State lawmakers are considering legislation to repair the under-resourced process by which doctors have the authority to hold a person against their will for emergency psychiatric treatment.

House Bill 1013, already passed by the House, would assemble a task force to address the lack of infrastructure and mental health specialists who treat patients for involuntary psychiatric hospitalizations. It is now being deliberated in the Senate.

Colloquially referred to as an MH-1, involuntary emergency psychiatric treatments occur when police transport people considered to pose a danger to themselves or others — but have not committed a crime — to a hospital to receive care. These patients — either mentally ill or in a state of crisis — cannot be held against their will by doctors for more than 48 hours.

Often these interventions are inadequate.

Queens Emergency Room.
The Queen’s Medical Center treats more emergency psychiatric patients than anywhere else in the state. New data illuminates why these short-term hospitalizations sometimes fall short of preventing future crises. Cory Lum/Civil Beat

A report published last year through collaboration of the Honolulu Police Department and health care agencies shows that hundreds of so-called MH-1 patients on Oahu go on to experience repeated hospitalizations and brushes with law enforcement, sometimes just days after their release.

The report’s conclusion: People with the most severe cases of mental illness aren’t getting the help they need. Instead, they are funneled through a revolving door of short-term hospitalizations.

The doctor’s job in these situations is to pull the patient out of the throes of crisis. But for people with persistent mental illness, it can be all too easy to fall back into crisis again.

The issue is further complicated by the fact that many of these patients are adamant in their refusal of mental health services.

Each time a mental health intervention falls short, research shows the person becomes sicker, more difficult to treat and more likely to engage in serious criminal behavior.

Meanwhile, repeat MH-1 patients are overwhelming emergency medicine departments. And they are raising questions about the state’s lack of mental health resources, as well as the merits of protecting a person’s civil liberty to refuse psychiatric treatment — even when they’re too sick to recognize they are suffering from mental illness.

“If we feel they have insight and awareness to make decisions, then we can’t forcefully hold them against their will — even if they have chronic mental illness and they’re always delusional,” said Howie Klemmer, chief of emergency medicine at The Queen’s Medical Center.

“It’s a free country, you’re allowed to think what you want to think and you’re allowed to do what you want to do, as long as you don’t break laws.”

In one remarkable example, a woman was struck and killed by a pickup last summer while walking in the middle of the fast lane on Interstate H-2. Her death occurred less than two weeks after police hospitalized her against her will for wandering around naked and shouting about demons in the middle of a congested road.

Although cases that end in death are rare, many situations risk the safety of the public or the person who’s sick.

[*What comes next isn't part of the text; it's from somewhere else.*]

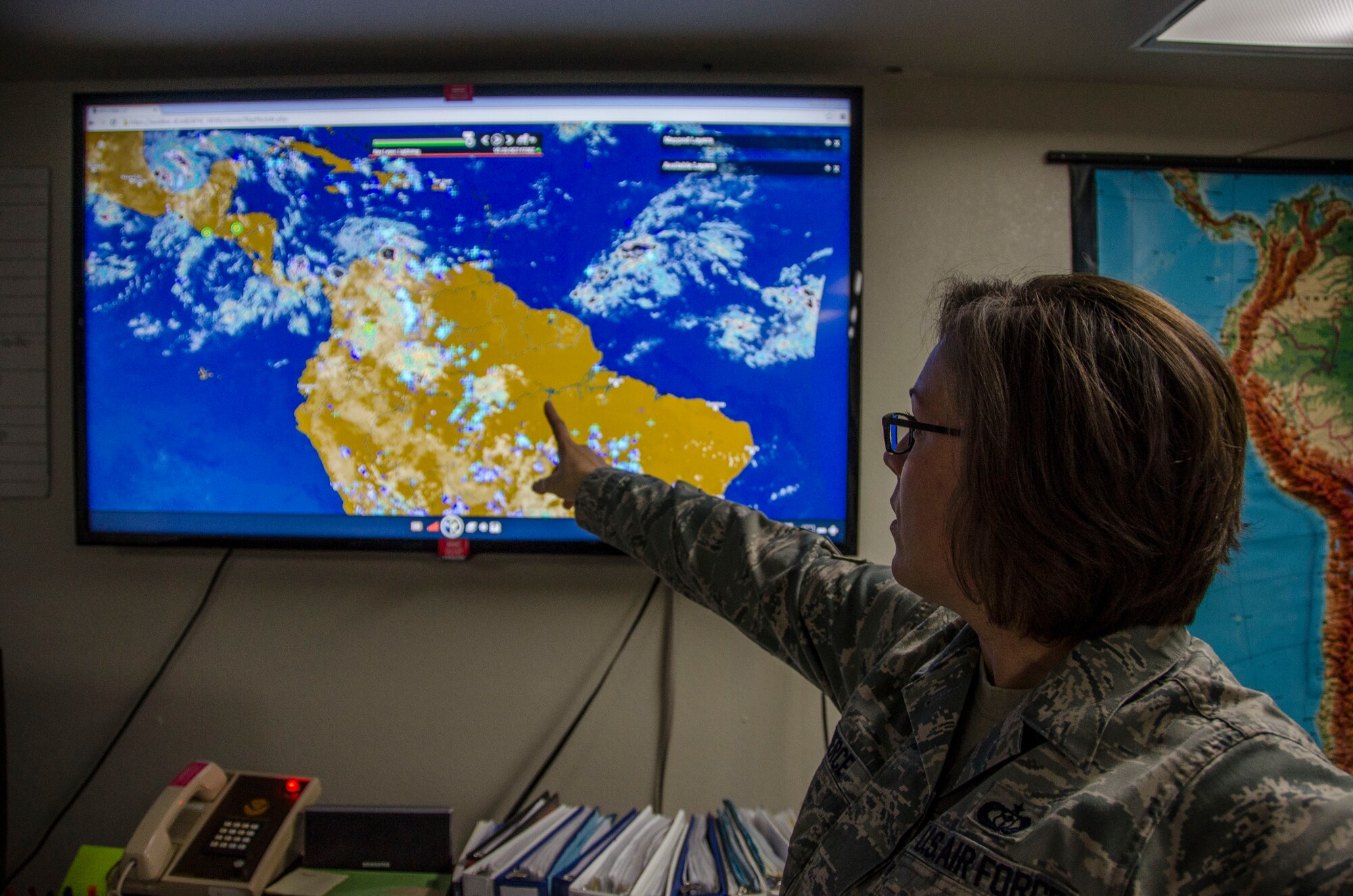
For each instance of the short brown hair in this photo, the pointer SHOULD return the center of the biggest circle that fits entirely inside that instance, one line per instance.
(1103, 454)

The challenge, according to Institute for Human Services Clinical Director Jerry Coffee, is finding a way to provide patients with substantial treatment despite a lack of resources and a legal environment that prohibits doctors from treating people without their consent for longer than two days. In many cases, he said, doctors are releasing people on the brink of reverting to crisis.

“They’ll give them a shower, give them an egg salad sandwich, give them a Gatorade and as soon as they contract for safety and they get linear and they get rehydrated, they say, ‘I don’t want any services,’ and the hospital will let them go,” Coffee said. “That’s typically what happens.”

In HB 1013, lawmakers are seeking to improve access to treatment under the MH-1 process for people who either have a mental illness or are in a state of crisis while reducing the number of patients admitted for emergency psychiatric care who could more appropriately be served by another hospital unit.

The task force that would examine this and other problems with the MH-1 process would include in its membership state Health Director Bruce Anderson, Hawaii Attorney General Clare Connors, Dean of the John A. Burns School of Medicine Jerris Hedges, the chief of police for each county, key lawmakers and mental health advocates.

In 2018, Queen’s hospital admitted more than 1,700 MH-1 patients for mental health evaluations. Approximately 85 percent of them did not require specialized psychiatric treatment and could have been seen by another emergency department, according to testimony to lawmakers last month.

Queen’s treats more MH-1 patients than anywhere else in the state, but it has only six psychiatric beds in its emergency department.

“Although we have six dedicated patient rooms for treating those with psychiatric illnesses,” Queen’s executive vice president Paula Yoshioka said in written testimony, “we have experienced times when these rooms were full, leaving us to find space in our (emergency department) to evaluate and treat. This creates an unsafe environment and stresses an already over-capacity (emergency department) that the community relies on.”